Nevertheless, despite the low reach through Internet, we have many other Web-based initiatives designed for the elderly, such as:
Providing them a feeling of safety: For example, a security portal Hamari Suraksha has been launched by the Mumbai police to register senior citizens and ensure their safety in the face of rising crimes against them.
Education and Healthcare: We are gradually becoming more familiar with initiatives(and the need for more integrated/better delivery of these kinds of initiatives) for the elderly in the areas of training &/or e-learning, e-health etc.
Senior citizens, especially those in the urban, up-market cluster, are themselves are getting gradually drawn into the E-culture. Thus we see that today many senior citizens are using the Internet to do their banking, paying utility bills, booking e-tickets etc., which gives them the flexibility of not having to leave the confines of their home yet do things on their own without having to to depend on others to do these tasks for them.

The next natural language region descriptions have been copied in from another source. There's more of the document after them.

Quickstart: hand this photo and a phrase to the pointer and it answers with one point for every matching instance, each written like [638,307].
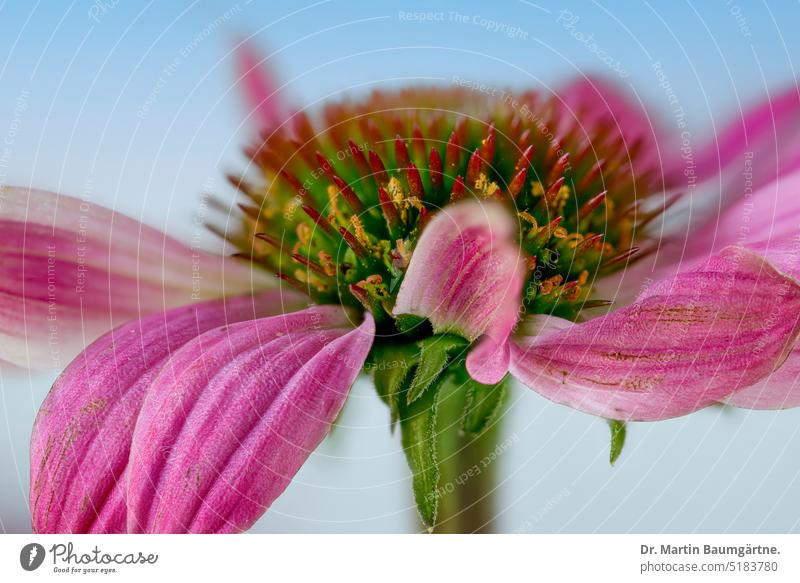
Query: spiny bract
[336,205]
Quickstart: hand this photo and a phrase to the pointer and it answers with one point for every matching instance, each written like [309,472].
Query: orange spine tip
[388,208]
[319,220]
[348,194]
[358,157]
[524,159]
[518,182]
[400,153]
[435,169]
[488,145]
[353,243]
[311,264]
[452,154]
[559,168]
[458,189]
[591,176]
[474,167]
[625,255]
[269,239]
[415,186]
[418,143]
[378,169]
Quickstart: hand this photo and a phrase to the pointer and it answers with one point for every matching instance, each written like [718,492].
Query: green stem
[467,465]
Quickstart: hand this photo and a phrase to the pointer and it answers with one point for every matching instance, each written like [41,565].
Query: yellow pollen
[548,284]
[303,233]
[395,190]
[486,187]
[360,233]
[403,253]
[526,216]
[333,198]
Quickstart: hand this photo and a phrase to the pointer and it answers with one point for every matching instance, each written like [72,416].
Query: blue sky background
[93,101]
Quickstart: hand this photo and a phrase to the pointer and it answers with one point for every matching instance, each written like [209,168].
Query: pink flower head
[441,238]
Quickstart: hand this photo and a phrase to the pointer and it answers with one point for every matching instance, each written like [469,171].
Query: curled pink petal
[466,272]
[71,270]
[234,414]
[488,362]
[82,436]
[684,344]
[259,87]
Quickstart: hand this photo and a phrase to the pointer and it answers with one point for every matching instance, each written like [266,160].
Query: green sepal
[434,355]
[483,402]
[391,365]
[408,322]
[617,439]
[419,439]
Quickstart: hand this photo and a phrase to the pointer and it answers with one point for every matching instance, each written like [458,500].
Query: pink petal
[779,390]
[767,134]
[82,435]
[488,362]
[771,213]
[466,273]
[685,343]
[260,87]
[598,102]
[234,414]
[70,270]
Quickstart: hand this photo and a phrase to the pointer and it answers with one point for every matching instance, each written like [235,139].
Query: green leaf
[410,322]
[482,404]
[418,433]
[434,356]
[391,365]
[617,439]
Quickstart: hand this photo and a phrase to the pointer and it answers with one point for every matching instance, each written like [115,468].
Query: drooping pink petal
[82,436]
[771,213]
[781,388]
[684,344]
[234,414]
[466,276]
[597,102]
[70,270]
[259,87]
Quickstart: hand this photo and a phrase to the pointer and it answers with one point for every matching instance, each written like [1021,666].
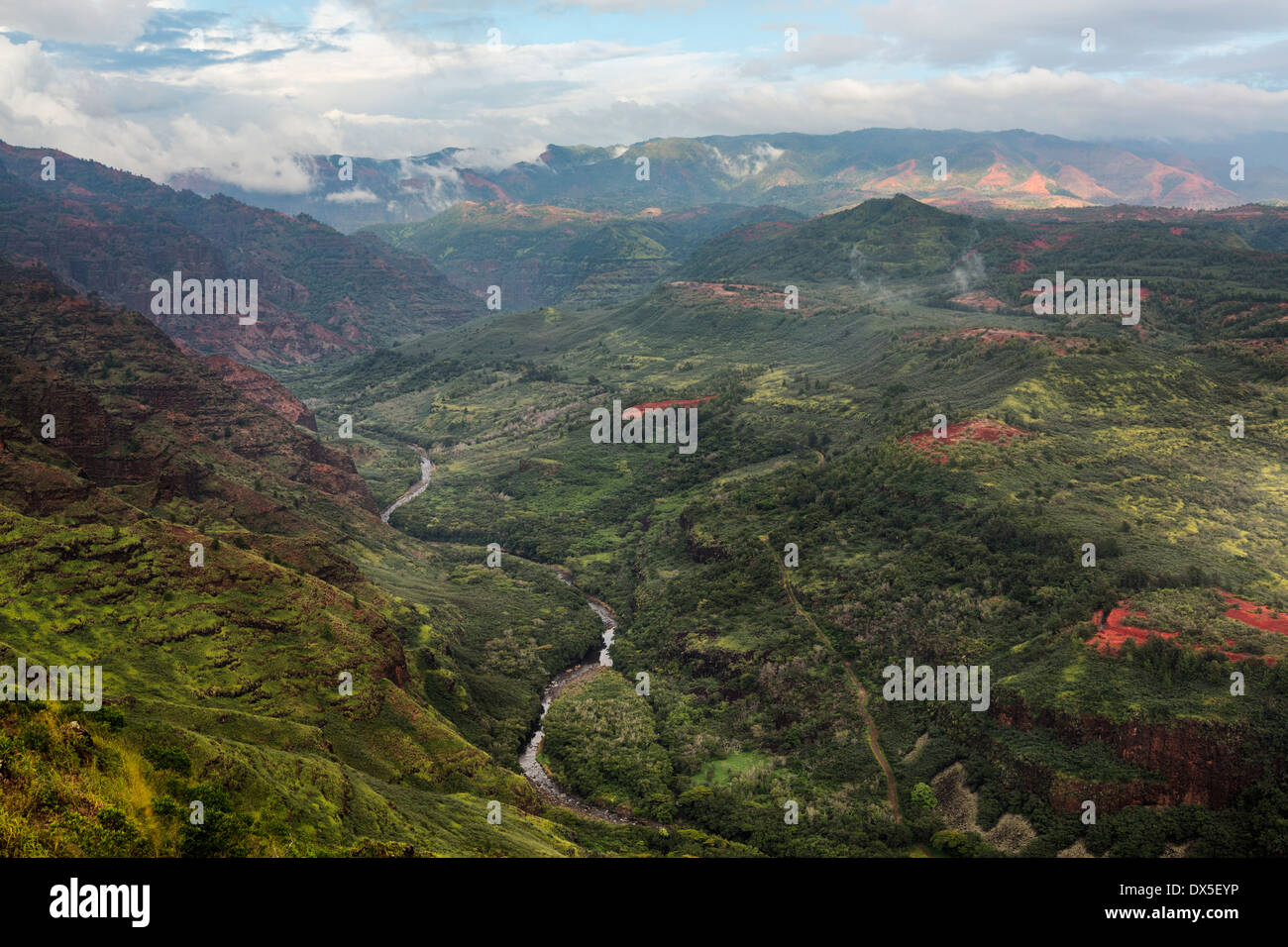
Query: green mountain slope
[1065,431]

While in the case of the Internet, penetration, connectivity and accessibility are limiting factors, the mobile telephony market is much more broad-based. According to Rajesh Jain of Emergic,
India is now growing at about 10 million new mobile users every month, and that pace of growth will continue. We will probably be close to 450 million subscribers by end of 2009
Mobile based ICT initiatives thus hold the promise of greater reach in the current scenario. Helplines, SMS based services etc., (for ex: the The Chandigarh based NGO DadaDadi is using short messaging service (SMS), telephonic helpline and other technologies (web-based) in an effort to ensure the safety of elderly people living alone in the city) are increasingly being used to help the elderly stay connected with convenience. In The India Post, Jorawer Singh writes about the 24X7 helpline launched in Chandigarh on October 1:
On the International day for the Elderly or the Senior Citizens’ Day as we call it, the Older Adults of the tricity gets a much awaited 24 X 7 helpline. The helpline number is 9888 9888 47. The helpline, to be monitored by a local NGO DadaDadi.org, will provide information and assistance related to varied needs of the senior citizens, from sending electricians, plumbers to legal aid and support in fighting for their cause.
The possibilities are many and India is only just waking up to the potential of harnessing the power of the ICTs to empower it's senior citizens to lead a fuller, active and independent life with dignity. However, in doing so, we need to take care of various challenges such as accessibility, design elements, human factors etc.
For example, mobile phones often have complicated navigation steps and and the interface is not suitable for use by the elderly. (Though, on the other hand, a mobile designed and marketed specifically for the older persons may not be exciting to the target consumer). Also, in our enthusiasm to provide gerontechnology solutions, we should not dehumanize the process to the extent that the older persons feel more isolated and disengaged.
Furthermore, we should keep in mind that the elderly are not a homogeneous group and therefore one solution will not work for all. Thus there are specific challenges to be overcome in trying to integrate various sub-categories of older persons (ex: the need for ‘last mile solutions – to reach the distant potential users of ICT’ to integrate the ‘below poverty line” and/or rural elderly.
Furthermore, as Rozina Parmar points out in her paper “ICT for elderly” [pdf]
Clearly we need a new model of innovation in ICT for ageing, one which is needs oriented and puts users at the center of the ICT systems. New aspects are needed across all aspects of older people's lives, whether in private sphere, public sphere or at work.
Ten years have passed since the National Policy of Older Persons was launched and according to a Seniors World Chronicle report, Mr. Mathew Cherian, Chief Executive, HelpAge India, has opined that the implementation has been very poor. On his part, Mr. Wasnik, Head of the National Council for Older Persons, has admitted that the task ahead is massive but that a lot can be achieved with the involvement of civil society.